Depuis le début de l’année, les états généraux du service public ferroviaire, proposés par la CGT et des associations d’usagers, ont pour ambition de fournir un contenu de débat pour les prochaines législatures. Une alternative citoyenne aux Assises nationales du ferroviaire organisées par l’Etat fin 2011, centrées sur l’ouverture du rail à la concurrence. Exemple à Cajarc, dans la vallée du Lot, où l’on se bat pour sauver les rails.

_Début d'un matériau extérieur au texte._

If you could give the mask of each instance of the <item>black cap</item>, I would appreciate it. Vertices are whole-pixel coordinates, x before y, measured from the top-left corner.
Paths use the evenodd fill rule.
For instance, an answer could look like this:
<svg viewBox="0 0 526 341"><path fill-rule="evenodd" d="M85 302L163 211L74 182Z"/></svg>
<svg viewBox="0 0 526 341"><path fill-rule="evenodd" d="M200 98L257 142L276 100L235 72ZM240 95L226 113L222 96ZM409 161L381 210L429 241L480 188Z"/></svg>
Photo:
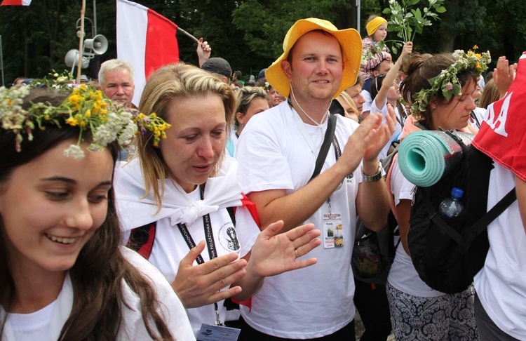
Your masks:
<svg viewBox="0 0 526 341"><path fill-rule="evenodd" d="M213 72L219 74L222 76L230 79L232 75L232 68L230 67L230 64L220 57L214 57L209 58L203 65L201 67L203 70L208 71L208 72Z"/></svg>

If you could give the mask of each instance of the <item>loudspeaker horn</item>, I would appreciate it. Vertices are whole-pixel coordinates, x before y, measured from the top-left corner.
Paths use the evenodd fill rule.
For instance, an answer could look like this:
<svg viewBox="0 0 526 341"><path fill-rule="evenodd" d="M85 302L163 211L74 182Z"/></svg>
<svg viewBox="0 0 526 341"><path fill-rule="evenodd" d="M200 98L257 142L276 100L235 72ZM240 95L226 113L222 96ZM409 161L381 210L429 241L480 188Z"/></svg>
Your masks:
<svg viewBox="0 0 526 341"><path fill-rule="evenodd" d="M102 55L108 49L108 39L102 34L97 34L93 39L86 39L84 46L89 50L93 50L95 55Z"/></svg>

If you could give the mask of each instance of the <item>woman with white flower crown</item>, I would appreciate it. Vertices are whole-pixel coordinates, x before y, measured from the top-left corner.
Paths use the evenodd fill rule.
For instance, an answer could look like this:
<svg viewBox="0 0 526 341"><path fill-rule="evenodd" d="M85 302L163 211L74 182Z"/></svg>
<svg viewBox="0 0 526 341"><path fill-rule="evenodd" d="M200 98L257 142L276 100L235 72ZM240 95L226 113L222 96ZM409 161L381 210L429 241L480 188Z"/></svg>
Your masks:
<svg viewBox="0 0 526 341"><path fill-rule="evenodd" d="M402 138L419 129L466 130L476 107L471 95L477 78L490 61L489 53L413 53L400 86L404 99L412 105L412 116L405 122ZM473 286L456 294L438 292L420 279L411 261L407 237L414 185L404 178L398 160L388 173L387 185L393 196L402 244L396 249L387 279L395 337L478 340Z"/></svg>
<svg viewBox="0 0 526 341"><path fill-rule="evenodd" d="M119 144L163 122L62 88L0 88L0 340L195 340L162 274L119 246Z"/></svg>
<svg viewBox="0 0 526 341"><path fill-rule="evenodd" d="M138 157L116 171L128 245L172 283L196 335L223 328L225 299L244 300L265 276L315 264L297 258L321 243L312 224L278 234L279 221L259 232L237 161L225 155L235 105L228 84L204 70L182 62L158 69L139 107L170 125L167 138L156 148L155 132L141 135Z"/></svg>

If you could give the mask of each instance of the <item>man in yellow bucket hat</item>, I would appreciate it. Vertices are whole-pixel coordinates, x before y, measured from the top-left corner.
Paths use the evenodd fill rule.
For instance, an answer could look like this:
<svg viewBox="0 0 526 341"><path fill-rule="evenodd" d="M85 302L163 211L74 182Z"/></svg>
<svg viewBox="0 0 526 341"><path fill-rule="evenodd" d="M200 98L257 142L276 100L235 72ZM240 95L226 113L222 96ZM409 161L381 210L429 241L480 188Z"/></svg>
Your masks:
<svg viewBox="0 0 526 341"><path fill-rule="evenodd" d="M354 84L361 50L356 29L302 19L265 72L288 100L255 115L243 129L236 149L238 180L256 204L262 229L277 220L285 222L282 232L312 222L322 231L323 247L311 252L316 265L265 279L251 309L241 307L240 340L353 340L356 215L374 230L386 221L388 191L377 156L395 122L392 108L383 125L379 114L358 126L328 112L332 100ZM316 176L325 138L328 151ZM296 249L297 257L304 255Z"/></svg>

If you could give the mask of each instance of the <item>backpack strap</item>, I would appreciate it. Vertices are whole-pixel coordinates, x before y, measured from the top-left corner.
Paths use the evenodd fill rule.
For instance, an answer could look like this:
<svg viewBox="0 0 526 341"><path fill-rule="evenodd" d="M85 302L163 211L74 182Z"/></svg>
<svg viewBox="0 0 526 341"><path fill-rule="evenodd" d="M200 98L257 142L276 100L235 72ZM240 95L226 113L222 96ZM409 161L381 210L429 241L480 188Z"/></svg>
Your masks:
<svg viewBox="0 0 526 341"><path fill-rule="evenodd" d="M504 198L500 199L494 206L487 213L485 214L470 229L470 233L464 241L464 248L468 247L473 239L476 238L487 226L501 215L510 205L517 200L517 193L513 187Z"/></svg>
<svg viewBox="0 0 526 341"><path fill-rule="evenodd" d="M391 179L393 176L393 165L396 162L396 160L398 159L398 145L396 146L396 148L391 153L391 164L389 165L389 169L387 170L387 176L385 178L385 183L387 186L387 190L389 192L389 204L391 205L391 211L393 213L393 215L394 216L394 218L398 221L398 215L396 213L396 206L395 206L394 202L394 196L391 193ZM385 170L385 169L384 169ZM398 225L398 224L397 224Z"/></svg>
<svg viewBox="0 0 526 341"><path fill-rule="evenodd" d="M325 135L323 138L323 143L321 145L319 154L318 154L318 159L316 159L314 171L312 173L312 175L309 181L311 181L320 174L321 168L323 166L323 163L325 161L327 154L329 153L329 148L330 148L330 143L332 140L332 138L334 136L335 131L336 130L336 116L330 114L327 124L327 131L325 131Z"/></svg>
<svg viewBox="0 0 526 341"><path fill-rule="evenodd" d="M155 241L155 231L157 222L150 222L145 225L133 229L126 246L138 253L144 258L149 259L151 249Z"/></svg>

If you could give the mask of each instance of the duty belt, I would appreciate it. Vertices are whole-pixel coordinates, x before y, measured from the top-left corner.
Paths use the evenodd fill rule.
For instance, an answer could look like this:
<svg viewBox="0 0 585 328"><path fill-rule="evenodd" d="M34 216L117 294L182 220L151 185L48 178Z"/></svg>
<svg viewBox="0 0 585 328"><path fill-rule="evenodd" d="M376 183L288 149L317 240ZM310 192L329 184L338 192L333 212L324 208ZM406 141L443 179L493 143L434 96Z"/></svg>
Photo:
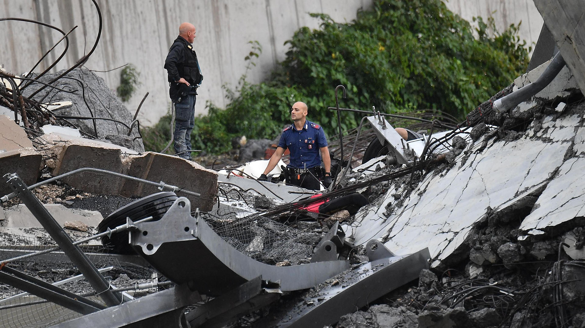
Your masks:
<svg viewBox="0 0 585 328"><path fill-rule="evenodd" d="M309 169L297 169L297 168L287 168L287 169L288 170L289 173L290 173L291 174L302 175L303 173L308 173L309 172L311 172L313 173L319 172L321 169L321 167L314 166L313 168L311 168Z"/></svg>

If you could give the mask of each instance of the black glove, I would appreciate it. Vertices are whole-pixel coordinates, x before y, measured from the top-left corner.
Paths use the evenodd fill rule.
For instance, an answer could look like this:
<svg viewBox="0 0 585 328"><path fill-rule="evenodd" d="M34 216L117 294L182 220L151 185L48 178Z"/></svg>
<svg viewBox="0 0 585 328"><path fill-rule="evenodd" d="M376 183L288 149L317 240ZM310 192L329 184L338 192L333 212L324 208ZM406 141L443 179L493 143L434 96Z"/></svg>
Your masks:
<svg viewBox="0 0 585 328"><path fill-rule="evenodd" d="M333 183L333 180L331 180L331 176L325 176L325 179L323 179L323 186L325 186L325 188L329 188L332 183Z"/></svg>

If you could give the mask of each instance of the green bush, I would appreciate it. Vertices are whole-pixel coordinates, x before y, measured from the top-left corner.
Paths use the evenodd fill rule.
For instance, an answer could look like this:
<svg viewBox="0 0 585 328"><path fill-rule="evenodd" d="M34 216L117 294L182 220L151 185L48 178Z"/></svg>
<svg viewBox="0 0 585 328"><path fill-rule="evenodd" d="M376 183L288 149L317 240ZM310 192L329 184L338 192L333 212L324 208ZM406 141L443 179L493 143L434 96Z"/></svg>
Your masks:
<svg viewBox="0 0 585 328"><path fill-rule="evenodd" d="M476 38L469 23L441 0L377 0L373 7L349 23L311 14L321 19L321 29L297 31L270 79L251 84L245 74L235 90L224 86L229 101L225 110L207 104L208 114L194 129L194 147L216 153L229 149L235 136L274 138L290 121L296 101L307 103L309 120L328 135L336 134L336 114L327 107L335 106L338 85L347 90L347 99L338 95L343 107L431 110L463 120L528 65L529 50L515 25L490 36L493 20L478 18ZM261 50L251 43L246 73ZM356 127L361 116L342 113L342 129Z"/></svg>
<svg viewBox="0 0 585 328"><path fill-rule="evenodd" d="M131 64L126 65L120 72L120 85L116 89L118 96L123 102L128 102L140 82L138 77L140 74Z"/></svg>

par Christophe Pélaprat sur www.frituremag.info

«  En principe, nous menons des débats sur le service public dans sa globalité, mais à Cajarc c’est normal que la discussion de focalise sur la ligne Cahors-Capdenac, en voie de démantèlement », explique Jacques Montal, syndicaliste.
Car telle est bien la menace qui pèse aujourd’hui sur cet itinéraire reliant Cahors, préfecture du Lot, à Capdenac-Gare, nœud ferroviaire aux limites de l’Aveyron. Un siècle après avoir gagné la « bataille du Lot » au détriment de la navigation, le rail a succombé à son tour à de nouveaux choix économiques. En 1980, le Conseil général du Lot votait la suppression de la ligne au trafic des voyageurs, le fret subsistera jusqu’en 1989. La SNCF assure désormais la liaison par la route.
Pendant une dizaine d’années, quelques passionnés réussiront à faire circuler un train touristique : l’aventure de Quercyrail prouvera la pertinence économique de cette alternative. Mais depuis 2004, les habitants de la vallée doivent s’accommoder d’une voie ferrée fantôme, et les soixante et onze kilomètres de rail sont peu à peu reconquis par une nature qui reprend ses droits.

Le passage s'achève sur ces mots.